The standoff over the Work From Home (WFH) setup of registered Information Technology and Business Process Management (IT-BPM) firms may affect the Philippines’ title as a global investment destination, said Information Technology and Business Process Association of the Philippines (IBPAP) President and CEO Jack Madrid.
In a statement, Madrid deemed it“perplexing” that the Fiscal Incentives Review Board (FIRB) insists that there is no legal basis for the extension of the 30% WFH arrangement for IT-BPM companies.
Madrid added that the FIRB’s stand is rather “short-sighted and inconsistent, as well as non-adjacent to the objective of attracting and retaining investors in the country’s largest job-generating industry and contributor of foreign exchange revenue.

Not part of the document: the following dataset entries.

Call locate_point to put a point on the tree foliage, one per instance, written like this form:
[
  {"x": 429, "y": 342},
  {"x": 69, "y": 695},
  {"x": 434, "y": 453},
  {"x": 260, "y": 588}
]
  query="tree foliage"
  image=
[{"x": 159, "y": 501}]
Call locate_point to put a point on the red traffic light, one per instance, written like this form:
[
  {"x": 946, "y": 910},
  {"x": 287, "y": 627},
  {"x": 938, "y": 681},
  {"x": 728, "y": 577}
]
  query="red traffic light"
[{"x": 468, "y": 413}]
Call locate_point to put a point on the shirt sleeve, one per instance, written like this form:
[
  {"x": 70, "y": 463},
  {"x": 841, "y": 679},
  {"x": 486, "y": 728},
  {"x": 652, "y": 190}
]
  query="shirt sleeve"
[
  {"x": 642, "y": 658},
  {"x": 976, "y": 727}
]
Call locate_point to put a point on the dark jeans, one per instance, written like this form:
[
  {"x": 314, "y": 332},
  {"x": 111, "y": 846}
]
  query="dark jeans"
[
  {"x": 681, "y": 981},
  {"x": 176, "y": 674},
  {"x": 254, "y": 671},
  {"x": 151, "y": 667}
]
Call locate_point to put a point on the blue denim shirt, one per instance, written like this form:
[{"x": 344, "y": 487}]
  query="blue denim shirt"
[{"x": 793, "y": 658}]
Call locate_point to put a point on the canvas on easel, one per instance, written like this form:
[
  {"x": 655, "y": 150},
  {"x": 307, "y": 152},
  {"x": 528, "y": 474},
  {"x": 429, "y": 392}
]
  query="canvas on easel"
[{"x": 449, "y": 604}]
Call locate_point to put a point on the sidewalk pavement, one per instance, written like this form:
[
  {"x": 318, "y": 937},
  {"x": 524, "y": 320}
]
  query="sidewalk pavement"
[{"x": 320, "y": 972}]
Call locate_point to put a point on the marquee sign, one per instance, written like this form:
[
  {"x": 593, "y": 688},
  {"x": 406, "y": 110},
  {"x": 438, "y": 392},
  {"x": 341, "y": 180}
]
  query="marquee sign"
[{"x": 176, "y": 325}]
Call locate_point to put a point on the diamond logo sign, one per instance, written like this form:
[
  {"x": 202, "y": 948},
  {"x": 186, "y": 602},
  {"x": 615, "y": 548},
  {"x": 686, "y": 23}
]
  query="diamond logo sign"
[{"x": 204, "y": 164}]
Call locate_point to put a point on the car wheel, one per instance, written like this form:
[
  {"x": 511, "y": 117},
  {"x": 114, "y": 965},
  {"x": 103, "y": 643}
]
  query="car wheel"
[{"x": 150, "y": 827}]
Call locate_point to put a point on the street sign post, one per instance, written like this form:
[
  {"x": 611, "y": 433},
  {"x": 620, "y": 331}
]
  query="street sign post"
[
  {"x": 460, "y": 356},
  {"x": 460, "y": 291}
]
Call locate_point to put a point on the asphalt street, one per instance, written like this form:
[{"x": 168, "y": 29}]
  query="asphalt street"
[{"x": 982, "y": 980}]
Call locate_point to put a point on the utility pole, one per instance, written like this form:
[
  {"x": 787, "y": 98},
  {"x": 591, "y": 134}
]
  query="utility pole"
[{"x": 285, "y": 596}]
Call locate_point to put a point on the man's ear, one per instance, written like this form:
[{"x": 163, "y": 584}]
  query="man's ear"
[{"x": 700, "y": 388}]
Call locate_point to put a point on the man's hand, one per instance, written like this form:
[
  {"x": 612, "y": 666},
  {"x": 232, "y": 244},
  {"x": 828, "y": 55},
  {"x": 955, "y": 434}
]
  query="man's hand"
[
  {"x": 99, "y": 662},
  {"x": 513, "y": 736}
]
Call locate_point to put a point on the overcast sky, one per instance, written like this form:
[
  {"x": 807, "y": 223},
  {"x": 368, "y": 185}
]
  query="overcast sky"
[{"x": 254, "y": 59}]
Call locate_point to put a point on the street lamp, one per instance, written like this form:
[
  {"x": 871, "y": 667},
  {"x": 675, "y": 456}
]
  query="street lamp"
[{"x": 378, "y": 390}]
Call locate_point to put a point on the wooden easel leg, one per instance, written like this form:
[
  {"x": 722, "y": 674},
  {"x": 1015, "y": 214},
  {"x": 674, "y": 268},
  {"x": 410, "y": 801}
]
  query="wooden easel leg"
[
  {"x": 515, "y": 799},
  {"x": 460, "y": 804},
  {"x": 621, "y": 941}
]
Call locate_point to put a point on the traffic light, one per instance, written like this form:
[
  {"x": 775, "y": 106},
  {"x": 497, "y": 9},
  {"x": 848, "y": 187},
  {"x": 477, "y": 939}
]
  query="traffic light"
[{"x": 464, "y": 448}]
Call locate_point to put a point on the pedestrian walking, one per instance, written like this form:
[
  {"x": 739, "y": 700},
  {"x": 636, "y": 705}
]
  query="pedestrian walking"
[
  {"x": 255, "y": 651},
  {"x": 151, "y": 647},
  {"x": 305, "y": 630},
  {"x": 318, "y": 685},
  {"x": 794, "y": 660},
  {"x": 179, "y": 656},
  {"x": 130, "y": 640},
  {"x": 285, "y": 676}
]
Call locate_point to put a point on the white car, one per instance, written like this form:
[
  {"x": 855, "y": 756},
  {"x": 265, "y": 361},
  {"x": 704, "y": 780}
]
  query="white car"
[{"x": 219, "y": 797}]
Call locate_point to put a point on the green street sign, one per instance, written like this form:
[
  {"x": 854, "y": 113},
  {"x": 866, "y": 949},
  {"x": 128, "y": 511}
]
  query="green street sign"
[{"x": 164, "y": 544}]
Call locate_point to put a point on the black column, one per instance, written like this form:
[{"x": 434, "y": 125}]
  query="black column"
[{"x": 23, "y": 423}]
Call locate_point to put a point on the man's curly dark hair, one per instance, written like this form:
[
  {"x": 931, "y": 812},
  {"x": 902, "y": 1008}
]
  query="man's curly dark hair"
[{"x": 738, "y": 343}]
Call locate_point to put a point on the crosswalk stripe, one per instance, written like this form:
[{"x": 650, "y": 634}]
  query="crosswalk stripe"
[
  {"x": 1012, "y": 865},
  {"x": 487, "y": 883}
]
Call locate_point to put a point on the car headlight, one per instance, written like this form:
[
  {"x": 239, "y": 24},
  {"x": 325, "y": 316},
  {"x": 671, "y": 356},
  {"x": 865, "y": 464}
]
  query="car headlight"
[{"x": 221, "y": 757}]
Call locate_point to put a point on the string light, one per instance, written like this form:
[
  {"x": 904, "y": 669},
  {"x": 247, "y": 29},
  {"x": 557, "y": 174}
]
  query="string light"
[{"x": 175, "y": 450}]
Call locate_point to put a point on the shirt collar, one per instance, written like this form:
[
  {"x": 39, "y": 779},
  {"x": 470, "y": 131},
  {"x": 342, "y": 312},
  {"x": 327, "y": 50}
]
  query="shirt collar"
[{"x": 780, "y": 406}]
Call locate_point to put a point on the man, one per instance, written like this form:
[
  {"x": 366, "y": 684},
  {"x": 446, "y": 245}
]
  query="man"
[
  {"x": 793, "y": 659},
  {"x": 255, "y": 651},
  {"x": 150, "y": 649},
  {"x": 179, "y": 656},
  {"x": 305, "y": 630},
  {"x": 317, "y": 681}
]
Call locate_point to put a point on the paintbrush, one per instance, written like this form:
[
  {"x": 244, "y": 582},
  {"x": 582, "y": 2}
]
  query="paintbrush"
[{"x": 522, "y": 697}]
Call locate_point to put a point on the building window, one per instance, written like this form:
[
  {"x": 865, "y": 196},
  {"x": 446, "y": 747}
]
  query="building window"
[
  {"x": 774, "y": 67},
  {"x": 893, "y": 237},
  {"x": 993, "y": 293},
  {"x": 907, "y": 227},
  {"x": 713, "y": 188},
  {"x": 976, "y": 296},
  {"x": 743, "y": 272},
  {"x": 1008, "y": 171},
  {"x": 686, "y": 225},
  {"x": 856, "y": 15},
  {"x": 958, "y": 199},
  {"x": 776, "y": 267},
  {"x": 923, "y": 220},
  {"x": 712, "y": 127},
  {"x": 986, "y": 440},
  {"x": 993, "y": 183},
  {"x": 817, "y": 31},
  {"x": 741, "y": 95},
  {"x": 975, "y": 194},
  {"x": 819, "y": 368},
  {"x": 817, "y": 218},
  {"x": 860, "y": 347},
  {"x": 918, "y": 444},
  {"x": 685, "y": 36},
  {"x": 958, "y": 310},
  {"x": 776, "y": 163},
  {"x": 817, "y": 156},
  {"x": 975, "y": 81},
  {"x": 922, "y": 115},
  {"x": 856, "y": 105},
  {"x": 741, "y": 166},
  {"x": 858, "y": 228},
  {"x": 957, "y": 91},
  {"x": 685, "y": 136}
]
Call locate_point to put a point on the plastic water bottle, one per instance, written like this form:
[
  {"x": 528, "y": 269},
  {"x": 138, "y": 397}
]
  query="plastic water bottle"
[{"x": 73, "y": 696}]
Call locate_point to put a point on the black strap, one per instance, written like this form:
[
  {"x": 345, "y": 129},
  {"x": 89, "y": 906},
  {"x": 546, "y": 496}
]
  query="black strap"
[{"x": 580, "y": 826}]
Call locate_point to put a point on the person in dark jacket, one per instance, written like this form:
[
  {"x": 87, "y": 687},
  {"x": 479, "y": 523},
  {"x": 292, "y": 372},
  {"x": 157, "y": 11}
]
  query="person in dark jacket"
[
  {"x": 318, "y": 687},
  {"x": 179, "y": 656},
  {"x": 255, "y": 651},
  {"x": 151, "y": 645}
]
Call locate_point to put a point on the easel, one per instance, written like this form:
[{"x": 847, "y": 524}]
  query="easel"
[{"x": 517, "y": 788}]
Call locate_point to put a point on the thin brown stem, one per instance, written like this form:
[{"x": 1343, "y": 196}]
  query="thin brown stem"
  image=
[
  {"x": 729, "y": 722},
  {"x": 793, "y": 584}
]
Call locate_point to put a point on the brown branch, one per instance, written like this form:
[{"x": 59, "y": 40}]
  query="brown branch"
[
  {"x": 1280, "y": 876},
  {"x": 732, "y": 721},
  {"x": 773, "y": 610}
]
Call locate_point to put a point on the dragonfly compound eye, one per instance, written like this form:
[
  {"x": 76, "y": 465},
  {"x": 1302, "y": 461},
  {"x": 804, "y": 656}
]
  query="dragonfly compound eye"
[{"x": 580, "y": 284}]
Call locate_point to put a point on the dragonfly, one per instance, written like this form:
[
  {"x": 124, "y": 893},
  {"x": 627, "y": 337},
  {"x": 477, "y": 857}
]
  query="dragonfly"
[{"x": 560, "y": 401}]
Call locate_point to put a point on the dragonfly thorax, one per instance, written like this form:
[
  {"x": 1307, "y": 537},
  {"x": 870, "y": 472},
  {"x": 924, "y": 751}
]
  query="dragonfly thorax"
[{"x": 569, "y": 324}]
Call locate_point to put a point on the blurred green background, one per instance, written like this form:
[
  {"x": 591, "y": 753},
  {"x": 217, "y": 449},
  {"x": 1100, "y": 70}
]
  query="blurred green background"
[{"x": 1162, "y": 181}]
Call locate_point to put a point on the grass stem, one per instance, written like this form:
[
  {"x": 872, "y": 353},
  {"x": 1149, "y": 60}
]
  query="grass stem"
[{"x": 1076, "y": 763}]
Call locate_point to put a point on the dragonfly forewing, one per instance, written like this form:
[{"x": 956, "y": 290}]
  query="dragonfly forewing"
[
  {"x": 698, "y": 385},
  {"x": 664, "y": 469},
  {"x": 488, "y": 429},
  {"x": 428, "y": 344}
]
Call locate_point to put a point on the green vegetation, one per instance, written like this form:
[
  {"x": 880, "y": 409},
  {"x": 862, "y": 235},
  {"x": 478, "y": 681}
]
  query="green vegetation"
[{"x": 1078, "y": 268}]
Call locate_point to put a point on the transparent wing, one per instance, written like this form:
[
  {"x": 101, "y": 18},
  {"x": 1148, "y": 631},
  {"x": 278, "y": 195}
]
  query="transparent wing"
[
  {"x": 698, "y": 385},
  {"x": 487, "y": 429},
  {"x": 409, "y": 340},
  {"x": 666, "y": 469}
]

“The long-standing impasse with the FIRB and its very public exchanges with PEZA (Philippine Economic Zone Authority) on the matter of WFH/hybrid work is not only detrimental to our narrative of industry agility, innovation, and resilience but also to our positioning of the Philippines as the IT-BPM investment destination of choice,” Madrid urged.
Earlier, PEZA approved the extension of the 70:30 hybrid work arrangement for IT-BPM firms without consequence to the fiscal incentives enshrined under the Corporate Recovery and Tax Incentives for Enterprises (CREATE) law.